A PHP library for AES Key Wrap (RFC 3394) algorithm with padding (RFC 5649) support.
Supports AES key sizes of 128, 192 and 256 bits.
- PHP >=7.2
- openssl
- hash
This library is available on Packagist.
composer require sop/aes-kw
Here are some simple usage examples. Namespaces are omitted for brevity.
Wrap a key of 16 bytes using a 16-byte key encryption key.

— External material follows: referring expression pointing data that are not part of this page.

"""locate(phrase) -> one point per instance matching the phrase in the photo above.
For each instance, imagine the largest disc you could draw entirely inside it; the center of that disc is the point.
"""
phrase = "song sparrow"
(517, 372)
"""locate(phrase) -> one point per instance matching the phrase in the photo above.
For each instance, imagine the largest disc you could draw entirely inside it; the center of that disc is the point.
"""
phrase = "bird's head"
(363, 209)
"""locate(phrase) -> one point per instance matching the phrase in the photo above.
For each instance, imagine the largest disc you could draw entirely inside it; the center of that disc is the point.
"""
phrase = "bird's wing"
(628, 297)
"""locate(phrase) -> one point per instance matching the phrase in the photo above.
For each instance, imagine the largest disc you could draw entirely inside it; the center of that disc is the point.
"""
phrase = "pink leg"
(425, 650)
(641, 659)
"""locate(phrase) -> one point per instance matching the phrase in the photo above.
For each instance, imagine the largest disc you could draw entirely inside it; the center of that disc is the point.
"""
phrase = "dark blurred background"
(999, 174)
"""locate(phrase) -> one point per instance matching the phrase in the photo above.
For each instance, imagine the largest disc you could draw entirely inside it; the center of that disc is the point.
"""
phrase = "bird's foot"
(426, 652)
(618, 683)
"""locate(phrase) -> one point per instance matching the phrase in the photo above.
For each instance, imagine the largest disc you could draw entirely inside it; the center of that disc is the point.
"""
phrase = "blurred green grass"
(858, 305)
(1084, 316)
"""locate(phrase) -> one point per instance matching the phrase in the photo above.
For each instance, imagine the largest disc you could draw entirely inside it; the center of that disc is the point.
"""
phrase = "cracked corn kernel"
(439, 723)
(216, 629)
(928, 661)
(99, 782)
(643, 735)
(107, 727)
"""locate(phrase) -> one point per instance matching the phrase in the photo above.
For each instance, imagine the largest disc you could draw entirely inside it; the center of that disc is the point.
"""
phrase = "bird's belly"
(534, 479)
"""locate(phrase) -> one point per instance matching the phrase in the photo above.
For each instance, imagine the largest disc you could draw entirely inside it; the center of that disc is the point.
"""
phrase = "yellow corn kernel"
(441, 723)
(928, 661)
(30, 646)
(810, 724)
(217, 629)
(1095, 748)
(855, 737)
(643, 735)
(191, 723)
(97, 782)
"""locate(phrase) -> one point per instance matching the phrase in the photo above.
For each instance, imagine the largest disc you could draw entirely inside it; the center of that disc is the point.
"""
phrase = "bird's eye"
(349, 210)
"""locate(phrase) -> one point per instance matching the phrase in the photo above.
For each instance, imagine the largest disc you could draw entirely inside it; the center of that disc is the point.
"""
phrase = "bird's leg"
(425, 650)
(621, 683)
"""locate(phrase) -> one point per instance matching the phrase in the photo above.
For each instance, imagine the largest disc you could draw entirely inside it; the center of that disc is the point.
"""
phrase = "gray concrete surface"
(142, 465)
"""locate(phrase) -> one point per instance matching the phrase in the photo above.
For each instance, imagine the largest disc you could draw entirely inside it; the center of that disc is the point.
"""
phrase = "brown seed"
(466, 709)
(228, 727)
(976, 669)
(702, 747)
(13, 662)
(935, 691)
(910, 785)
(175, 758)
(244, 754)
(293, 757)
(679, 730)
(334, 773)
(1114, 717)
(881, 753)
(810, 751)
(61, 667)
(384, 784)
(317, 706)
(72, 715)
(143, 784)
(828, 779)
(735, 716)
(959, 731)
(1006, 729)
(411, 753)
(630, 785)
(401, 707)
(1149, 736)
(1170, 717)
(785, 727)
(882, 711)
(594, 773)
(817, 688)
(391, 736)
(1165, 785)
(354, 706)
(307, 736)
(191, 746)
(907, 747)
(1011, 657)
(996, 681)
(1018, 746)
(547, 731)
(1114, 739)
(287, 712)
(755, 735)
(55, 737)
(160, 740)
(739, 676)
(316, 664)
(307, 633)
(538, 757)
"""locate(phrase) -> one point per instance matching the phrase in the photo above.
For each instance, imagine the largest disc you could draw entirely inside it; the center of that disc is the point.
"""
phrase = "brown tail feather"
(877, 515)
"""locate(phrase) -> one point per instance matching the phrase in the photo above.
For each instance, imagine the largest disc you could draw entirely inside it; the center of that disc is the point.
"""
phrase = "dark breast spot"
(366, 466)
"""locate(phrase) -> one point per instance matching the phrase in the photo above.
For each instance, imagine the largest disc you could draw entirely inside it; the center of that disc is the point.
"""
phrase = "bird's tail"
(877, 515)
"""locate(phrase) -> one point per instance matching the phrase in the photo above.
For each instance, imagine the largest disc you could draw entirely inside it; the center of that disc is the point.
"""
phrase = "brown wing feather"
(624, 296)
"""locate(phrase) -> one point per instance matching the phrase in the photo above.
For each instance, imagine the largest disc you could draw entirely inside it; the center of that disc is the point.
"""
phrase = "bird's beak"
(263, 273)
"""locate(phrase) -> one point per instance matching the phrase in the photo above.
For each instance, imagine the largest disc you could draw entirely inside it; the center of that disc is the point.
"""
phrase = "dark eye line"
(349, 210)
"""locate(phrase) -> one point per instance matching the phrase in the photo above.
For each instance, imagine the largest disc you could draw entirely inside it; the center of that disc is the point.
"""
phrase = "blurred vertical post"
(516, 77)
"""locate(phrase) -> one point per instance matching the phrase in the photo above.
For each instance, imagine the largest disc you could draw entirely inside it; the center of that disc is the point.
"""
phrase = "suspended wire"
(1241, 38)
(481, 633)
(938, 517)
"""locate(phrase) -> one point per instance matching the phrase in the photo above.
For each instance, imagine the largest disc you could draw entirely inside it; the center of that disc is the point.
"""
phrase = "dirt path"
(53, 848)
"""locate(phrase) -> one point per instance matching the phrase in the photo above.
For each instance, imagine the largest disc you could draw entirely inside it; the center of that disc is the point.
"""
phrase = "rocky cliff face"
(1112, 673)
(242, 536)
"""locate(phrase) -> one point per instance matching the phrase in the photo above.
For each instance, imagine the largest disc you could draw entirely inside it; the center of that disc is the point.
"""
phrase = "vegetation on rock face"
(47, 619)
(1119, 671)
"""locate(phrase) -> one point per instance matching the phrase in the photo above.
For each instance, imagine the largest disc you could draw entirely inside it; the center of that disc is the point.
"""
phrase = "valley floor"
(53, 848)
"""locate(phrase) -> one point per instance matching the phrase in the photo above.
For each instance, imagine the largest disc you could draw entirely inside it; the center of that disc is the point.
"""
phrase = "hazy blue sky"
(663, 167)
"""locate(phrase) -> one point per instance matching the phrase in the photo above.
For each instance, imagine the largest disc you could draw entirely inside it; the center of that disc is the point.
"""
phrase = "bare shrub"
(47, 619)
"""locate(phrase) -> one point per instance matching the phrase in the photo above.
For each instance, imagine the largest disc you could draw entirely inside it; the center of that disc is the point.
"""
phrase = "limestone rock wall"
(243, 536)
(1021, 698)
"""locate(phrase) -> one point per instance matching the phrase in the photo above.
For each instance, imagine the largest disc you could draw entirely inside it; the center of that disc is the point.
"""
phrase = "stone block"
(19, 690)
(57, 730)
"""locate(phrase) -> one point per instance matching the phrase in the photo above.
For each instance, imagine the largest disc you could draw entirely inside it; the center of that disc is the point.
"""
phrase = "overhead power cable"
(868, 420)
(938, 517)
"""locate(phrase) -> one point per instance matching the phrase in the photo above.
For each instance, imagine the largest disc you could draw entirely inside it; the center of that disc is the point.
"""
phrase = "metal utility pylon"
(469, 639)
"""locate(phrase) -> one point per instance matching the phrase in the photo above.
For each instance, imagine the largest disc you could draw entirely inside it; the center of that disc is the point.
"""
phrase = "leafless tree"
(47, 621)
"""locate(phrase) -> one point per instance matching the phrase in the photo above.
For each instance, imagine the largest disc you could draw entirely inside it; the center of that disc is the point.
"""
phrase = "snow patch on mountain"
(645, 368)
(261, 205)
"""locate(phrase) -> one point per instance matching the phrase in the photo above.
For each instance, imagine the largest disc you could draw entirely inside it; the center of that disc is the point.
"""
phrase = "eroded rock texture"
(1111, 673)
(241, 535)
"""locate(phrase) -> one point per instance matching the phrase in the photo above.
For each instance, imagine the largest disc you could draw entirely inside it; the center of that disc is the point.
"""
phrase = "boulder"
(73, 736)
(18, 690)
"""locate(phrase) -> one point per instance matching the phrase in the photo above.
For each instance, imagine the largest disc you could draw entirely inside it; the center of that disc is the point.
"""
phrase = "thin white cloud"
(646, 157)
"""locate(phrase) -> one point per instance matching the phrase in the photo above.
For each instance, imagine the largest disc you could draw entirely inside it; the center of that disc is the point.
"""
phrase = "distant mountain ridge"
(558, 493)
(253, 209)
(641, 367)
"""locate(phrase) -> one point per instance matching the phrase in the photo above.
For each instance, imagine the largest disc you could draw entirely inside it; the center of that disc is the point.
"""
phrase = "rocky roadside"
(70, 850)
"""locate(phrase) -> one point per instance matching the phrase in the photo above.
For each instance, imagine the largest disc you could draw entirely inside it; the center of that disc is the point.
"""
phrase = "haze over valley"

$kek = '0123456789abcdef'; // 128-bit key encryption key
$key = 'MySecretPassword'; // key to encrypt
$algo = new AESKW128();
$ciphertext = $algo->wrap($key, $kek);
echo bin2hex($ciphertext);
Outputs:
89efdbc3501f1f5e952a4bbae1329c9f1a47b9fd61b48dee
Unwrap a key from previous example. $kek
and $algo
variables are the same.
$ciphertext
variable contains the output from a wrapping procedure.
$key = $algo->unwrap($ciphertext, $kek);
echo $key;
Outputs:
MySecretPassword
Wrapping a key that is not a multiple of 64 bits requires padding.
$kek = '012345678901234567890123'; // 192-bit key encryption key
$key = 'My hovercraft is full of eels.'; // passphrase to encrypt
$algo = new AESKW192();
$ciphertext = $algo->wrapPad($key, $kek);
echo bin2hex($ciphertext);
Outputs:
f319811450badfe4385b5534bf26fa6f9fdcd1a593b3ae6b707f15c1015bbf3faf58619818bd8784
Key that was wrapped with padding must be unwrapped with unwrapPad
.
$key = $algo->unwrapPad($ciphertext, $kek);
echo $key;
Outputs:
My hovercraft is full of eels.
This project is licensed under the MIT License.